When comparing cartridge performance, most people only go as far as looking at the surface area for comparison. The voids volume of a material is as an important characteristic, if not more as it is an exponential increasing function rather than the linear function when comparing surface areas of process filter cartridges.
Voids volume is the measure of the free space in a material and is measured as a ratio of empty volume in the filtration media matrix compared to the volume of the solid filtration media, but is typically expressed as a percentage. The voids volume of a media increases as the diameter of the fibres of the media matrix decrease.
In common process cartridge prefiltration medias, the voids volume of polypropylene is 85% or 6:1 and the voids volume of glass fibre 95% (19:1). This is due to the fibre size of glass fibre media being far smaller than those of polypropylene media.
The result of this in filter performance can be expressed as follows. If you have the same surface area of each material then one of the following filtration statements is true:
- You will get almost 3 times the flow rate through the glass fibre media for the same differential pressure compared to a polypropylene media of the same micron rating.
- A glass fibre media would require only a third of the surface area of a polypropylene media to give the almost same flow rate at the same differential pressure.
- Finally you will get almost three times the life expectancy using a glass fibre compared to a polypropylene due to its far greater dirt holding capacity because of its higher voids volume.
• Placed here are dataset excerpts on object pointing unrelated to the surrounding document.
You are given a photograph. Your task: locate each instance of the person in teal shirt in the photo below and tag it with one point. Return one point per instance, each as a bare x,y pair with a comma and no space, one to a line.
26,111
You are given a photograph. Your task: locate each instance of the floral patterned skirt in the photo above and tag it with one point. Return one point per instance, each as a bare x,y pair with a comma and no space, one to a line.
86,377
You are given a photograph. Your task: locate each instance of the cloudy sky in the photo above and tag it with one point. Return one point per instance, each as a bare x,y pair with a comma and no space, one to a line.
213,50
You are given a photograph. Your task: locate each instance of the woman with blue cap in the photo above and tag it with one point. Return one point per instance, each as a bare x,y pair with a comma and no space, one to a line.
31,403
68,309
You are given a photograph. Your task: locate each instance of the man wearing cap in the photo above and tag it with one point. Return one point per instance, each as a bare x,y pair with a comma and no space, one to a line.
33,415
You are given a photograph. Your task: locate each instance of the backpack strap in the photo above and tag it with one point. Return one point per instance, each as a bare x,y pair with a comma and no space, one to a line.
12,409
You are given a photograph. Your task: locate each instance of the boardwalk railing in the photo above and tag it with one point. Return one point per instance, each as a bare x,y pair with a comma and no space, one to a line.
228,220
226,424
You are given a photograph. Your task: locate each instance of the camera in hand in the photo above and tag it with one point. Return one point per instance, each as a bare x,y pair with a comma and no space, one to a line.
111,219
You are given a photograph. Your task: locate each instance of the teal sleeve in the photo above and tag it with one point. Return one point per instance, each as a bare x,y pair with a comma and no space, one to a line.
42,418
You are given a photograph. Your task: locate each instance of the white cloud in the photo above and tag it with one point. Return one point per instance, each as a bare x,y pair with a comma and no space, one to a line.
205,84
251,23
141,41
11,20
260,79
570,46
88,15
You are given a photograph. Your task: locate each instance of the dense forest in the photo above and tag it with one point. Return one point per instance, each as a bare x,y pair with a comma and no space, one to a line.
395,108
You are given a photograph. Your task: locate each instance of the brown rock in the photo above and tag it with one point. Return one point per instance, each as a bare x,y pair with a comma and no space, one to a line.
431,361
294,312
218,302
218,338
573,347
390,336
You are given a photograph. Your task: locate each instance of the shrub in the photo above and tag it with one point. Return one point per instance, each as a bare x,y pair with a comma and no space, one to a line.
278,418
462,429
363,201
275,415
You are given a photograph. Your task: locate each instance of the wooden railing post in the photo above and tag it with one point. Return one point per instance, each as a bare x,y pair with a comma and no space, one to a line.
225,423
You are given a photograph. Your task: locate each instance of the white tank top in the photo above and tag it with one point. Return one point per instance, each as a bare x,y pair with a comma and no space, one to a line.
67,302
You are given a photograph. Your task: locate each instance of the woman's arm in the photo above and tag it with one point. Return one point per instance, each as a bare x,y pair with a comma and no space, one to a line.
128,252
A similar situation exists with membranes used in process filter cartridges. If you compared a PTFE membrane (voids volume 80% (4:1)) to other available liquid membranes, such as, Nylon, PES, PVDF (66% (2:1)) then a similar area of PTFE would outperform the others by a factor of 2. This will be the subject of a future more detailed post.
We hope that we have shown the importance of voids volume, as well as that of surface area, when comparing process cartridges. Understanding these differences can ensure that you optimise the performance of your filtration system, while minimising your operating costs.